The first Smurf album that appeared in 1960 immediately caused problems in the United States. Not a single American publisher wanted to take the project – The Black Smurfs. In the story, one of the blue smurfs is stung by a bzz-fly. This changes him into an aggressive black smurf. American publishers feared accusations of racism. Only last year, half a century later, publisher Papercutz came up with a trick by replacing the black smurfs with purple ones. The story was published in America as The Purple Smurf.

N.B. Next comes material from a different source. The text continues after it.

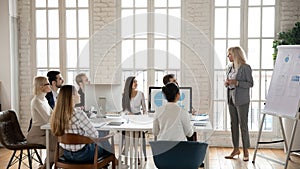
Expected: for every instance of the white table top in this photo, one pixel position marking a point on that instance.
(137, 123)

Buéeno writes in his book that the economy of the smurfs shows strong similarities with the Stalinist and the nazi state. Collective work always focuses on self-sufficiency for food and energy. The smurfs do not have private property; their leader is the Grand Smurf who shows very authoritarian and paternalistic characteristics.
Buéeno also argues that the biggest enemy of the smurfs, the magician Gargamel, seems to have a Jewish background. Gargamel’s image shows strong similarities with the anti-Semitic images of the thirties and forties of last century.
Buéno says that the smurfs are also machos because of the lack of female smurfs. Smurfin is the only female living in the village and her image –with blond hair and refined facial characteristics – strongly resemble the Arian beauty-ideal of the German Nazis.
Not everybody is enthusiast about Buéeno’s analysis. Thierry Culliford, the son of the series creator Peyon, dismisses the criticism.
“I disagree with his interpretation. It is between the grotesque and the not-serious.”
The Smurfs are not the only characters to become the target of criticism in recent years. The same fate befell the characters of Sesame Street and the happy-going characters in Teletubbies.
The question remains: even if these sociological analyses are on the mark, how much of it will be picked up by children below the age of six? As usual, the observations say more about the writer who made the analysis, than they do about the true intentions of smurf-creator Peyon.